Art Therapy Reflection – Garden of Eden

In the pursuit of upgrading myself to be a better educator, practitioner, artist and a human being, I am undertaking an art therapy course. Though there are familiar concepts, theories and names such as Carl Jung and Howard Gardner, I didn’t know a whole lot more could be unearthed from just a few weeks of lesson.

I promise not to ramble on theories or steps of developments or draw diagrams of parts of the brains ;) I really should start on my assignment, due next Monday but here I am. Yes, I am also studying (2-year degree) part-time on top of working full-time. Educator by day, and student by night. At times, I am caught up with a lot of stuff, hence my posts are brief. By nature, I am a chatterbox and my posts are really, really long. Thank goodness this 10-session art therapy course is only twice a month (planned as such to cater to our busy schedules).

On top of learning “dry” stuff, we do have practicals. This was the first exercise we did. Eyes closed, the sweet and calming voice of the art therapist instructed us to imagine a door. We were told to observe the door before entering it. On the right, there is a shelf. Given ample time to think of where we are and how our surroundings look like, we then opened our eyes and started drawing. Here’s mine.

Art Therapy

Look at the different mushrooms on the shelves. Well at that point in time, I really wanted to cook Tom Yum clear soup, with nothing but mushrooms and perhaps fish fillet. The rabbits, cats and butterflies are in a garden. All I wanted was to see my favourite animals and pets enjoying the soft sun rays in heaven.

I was picked to share. As this was the first exercise, I really didn’t know what to expect. Before anything else, you should know that the attendees are none other than my colleagues – some I’m very comfortable with, some are just colleagues – and my boss. Yup. This being the first lesson, it was a little bit uncomfortable, but a social butterfly, I tried to keep an open mind. I’m here to learn. I’m here to gain as much as possible. I guess the therapist must have sensed my hesitance, for she prompted questions. See, the mushrooms on the shelves were straightforward. The harder part was reasoning why the animals are there.

Slowly, tactfully and perfectly, the therapist unearthed my subconscious emotions. The three cats are my pets. And I wish for them to be happy. The rabbits were my pets. The butterflies are what I chose – since about 7 years ago – to represent myself. This may seem “easy” but there’s more to it. I couldn’t believe it myself but I cried while sharing…

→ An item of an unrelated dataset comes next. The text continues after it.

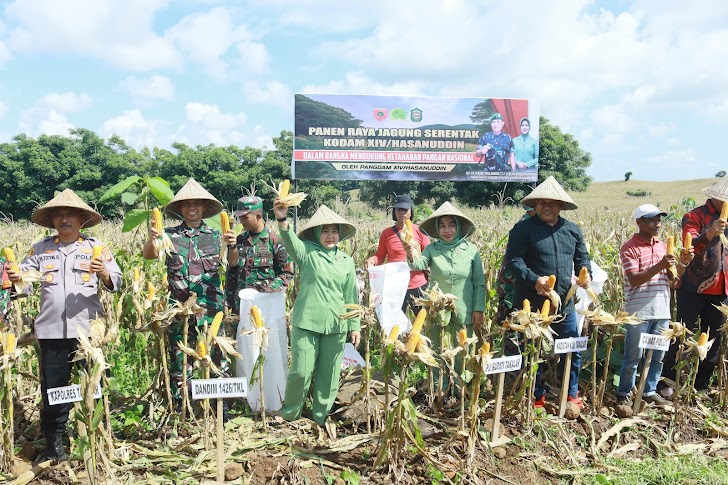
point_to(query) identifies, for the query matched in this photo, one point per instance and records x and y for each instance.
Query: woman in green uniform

See days ago (in December 2012), a cat was believed to have been abused. The picture went viral and was circulating in Facebook, etc. The cat’s eyes were bloody and out of its head. He suffered. A lot. I was so affected that I cried for an hour upon reading about it the night before and of course when I shared this. The tears didn’t last for an hour, thank goodness. My colleague got me an entire tissue box though. Nope, didn’t empty it. This artwork is what I wish for the cat to be: in a better place – Heaven. My three cats are supposed to be his angels up there, though they’re still alive, breathing, and running around like monkeys.

Next, the rabbits. When I was nine, my dad got two rabbits for us. I named them after Power Rangers characters Kimberly (white fluffy fur) and Tommy (white and grayish black). Funny, but Tommy got pregnant! Hahaha they kept breeding and breeding, from 8 to 9, etc. It became a problem, as our kitchen (we caged them there) would stink from the pool of blood after Tommy (quit laughing!) gave birth. One day when I came home from school, they were gone. I never had the chance to say goodbye. All I know (until now) is they became “difficult”. I mean, I know they outgrew the cage and all, but this piece of artwork somehow made me realise that part of me is missing.

The therapist asked if I have talked to my dad about this, asking him why didn’t he talk to me or at least discuss about giving them away, etc. Not wanting to drag the whole thing, I lied and said I have. Truth be told, when I was a teen, my dad somehow stopped talking to me. He just didn’t. I guess he doesn’t know how to deal with teenagers. I don’t know. Now that I’m an adult, yes we do engage in conversations. In fact, my partner thinks my dad is normal. Well yeah. So anyway, to cut the story short, I will surface this matter oneee dayyy. I really had a strong emotional attachment with Tommy and Kimberly. My dad and I would spend the afternoons with them on the land behind our house. I’d be there in my battery-operated car driving alongside them. I miss them. Ok now I feel like crying.

I guess as a child, I felt the lost, but have never concretised these feelings. They are suppressed somewhere beneath, that were only unearthed during this art therapy course. So after 16 years, I know how I feel. I’m sure there are other things. Part of me feel intimidated, but the other part can’t wait for the revelations ;)

What I’ve learnt: Art therapy is the concretisation of feelings externally.